Uma das maiores honras do universo da ciência pertence agora ao norte-americano James P. Allison, de 70 anos – professor de imunologia no Centro de Cancro da Universidade do Texas, nos Estados Unidos – e ao japonês Tasuku Honjo, de 76 anos, professor na Universidade de Kyoto, no Japão.

O trabalho desenvolvido pela dupla de imunologistas, que se debruçaram sobre o estudo da imunoterapia para combater o cancro, valeu-lhes o Nobel da Medicina 2018. Através de estudos e de pesquisas independentes, o objetivo dos professores centrou-se em por termo às estratégias utilizadas pelas células cancerígenas para aniquilar as defesas do nosso organismo. Os dois descobriram como travar um mecanismo que paralisa as células de defesa do corpo, por forma a criar medicamentos anticancerígenos mais avançados: uma categoria de imunológicos, considerados a opção mais avançada para curar cancros agressivos.

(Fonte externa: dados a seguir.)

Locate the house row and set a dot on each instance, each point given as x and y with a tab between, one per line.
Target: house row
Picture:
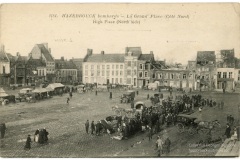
36	68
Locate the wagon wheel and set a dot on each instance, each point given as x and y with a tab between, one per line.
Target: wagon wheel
180	127
192	130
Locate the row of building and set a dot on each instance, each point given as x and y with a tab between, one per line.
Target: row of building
210	71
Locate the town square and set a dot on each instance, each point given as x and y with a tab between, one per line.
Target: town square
159	81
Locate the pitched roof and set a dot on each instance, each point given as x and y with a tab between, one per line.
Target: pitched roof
146	57
3	57
115	58
45	52
61	64
206	56
136	51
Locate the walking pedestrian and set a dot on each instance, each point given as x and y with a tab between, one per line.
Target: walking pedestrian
87	126
92	127
28	143
228	131
110	96
3	129
68	99
167	144
159	144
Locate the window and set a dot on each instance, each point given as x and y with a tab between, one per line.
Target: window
145	74
184	76
129	80
230	75
129	72
135	72
154	75
171	76
224	74
146	66
129	63
4	69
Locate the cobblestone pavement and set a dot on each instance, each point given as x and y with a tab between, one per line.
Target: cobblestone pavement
67	137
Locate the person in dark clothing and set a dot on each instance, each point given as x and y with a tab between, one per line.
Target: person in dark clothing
228	131
45	133
3	129
28	143
41	137
110	96
87	126
167	145
92	127
68	99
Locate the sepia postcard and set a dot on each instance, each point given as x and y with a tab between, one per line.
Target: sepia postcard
119	80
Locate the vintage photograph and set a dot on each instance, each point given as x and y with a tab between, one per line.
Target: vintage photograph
105	80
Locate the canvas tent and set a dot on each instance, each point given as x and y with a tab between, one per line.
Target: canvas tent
3	93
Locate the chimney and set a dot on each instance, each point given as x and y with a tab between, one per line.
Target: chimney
45	45
2	48
89	52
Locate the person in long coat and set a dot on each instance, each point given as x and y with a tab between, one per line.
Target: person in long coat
87	126
45	133
92	127
36	135
228	131
41	137
28	143
3	129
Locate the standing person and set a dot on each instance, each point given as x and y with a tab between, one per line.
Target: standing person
159	144
110	96
150	133
92	127
36	135
167	144
228	131
28	143
3	129
222	104
45	135
68	99
87	126
41	137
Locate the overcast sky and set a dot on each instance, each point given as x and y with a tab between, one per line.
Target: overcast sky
206	27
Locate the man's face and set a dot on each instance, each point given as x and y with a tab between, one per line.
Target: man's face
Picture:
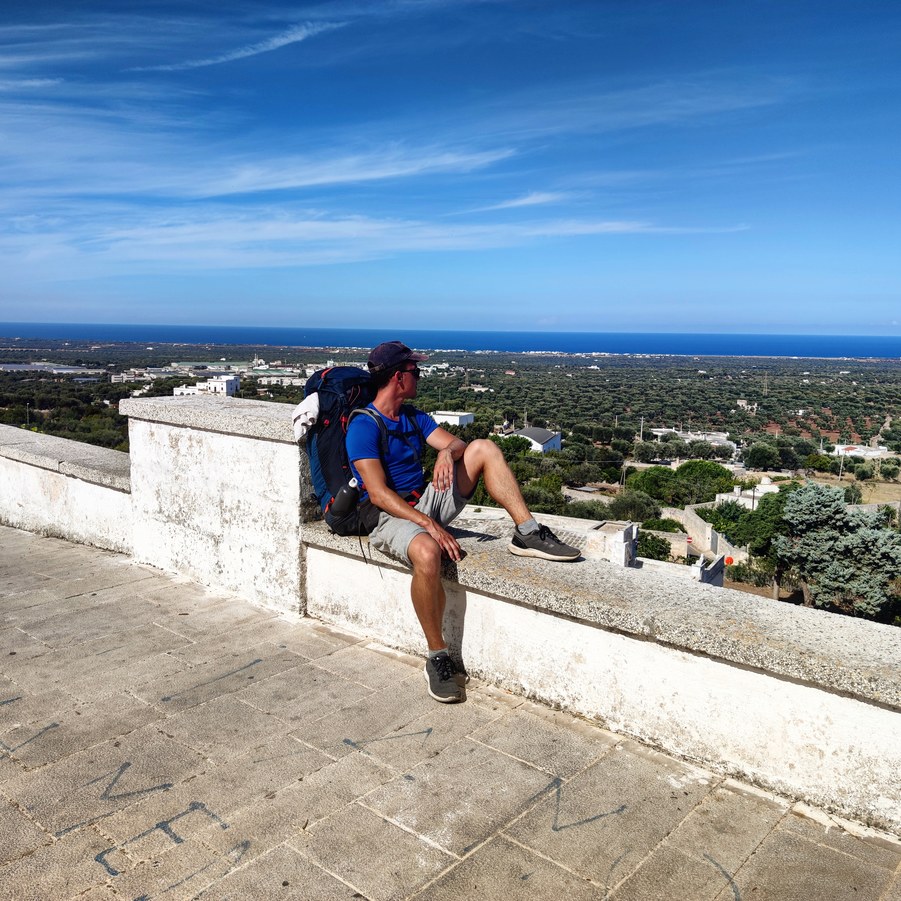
409	376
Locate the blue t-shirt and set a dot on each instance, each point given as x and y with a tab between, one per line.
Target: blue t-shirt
402	465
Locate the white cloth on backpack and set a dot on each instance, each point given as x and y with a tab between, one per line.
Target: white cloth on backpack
305	414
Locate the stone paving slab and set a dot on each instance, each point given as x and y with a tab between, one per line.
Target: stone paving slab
158	740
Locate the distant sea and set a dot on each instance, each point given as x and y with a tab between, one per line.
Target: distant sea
689	344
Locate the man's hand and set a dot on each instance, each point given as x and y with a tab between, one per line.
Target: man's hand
443	473
444	539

Em entrevista à Agência francesa de notícias France-Presse, Allison revelou que o seu intuito não era estudar o cancro, mas sim “entender a biologia das células que correm pelo nosso corpo para o proteger”.

A Assembleia do Nobel, no Instituto Karolinska, em Estocolmo – responsável pela atribuição e anuncio do prémio – ressaltou a importância dos avanços dados pelos cientistas, sublinhando que ambos “revolucionaram a área”.

A esperança aumenta, assim, para quem acompanha de perto esta realidade.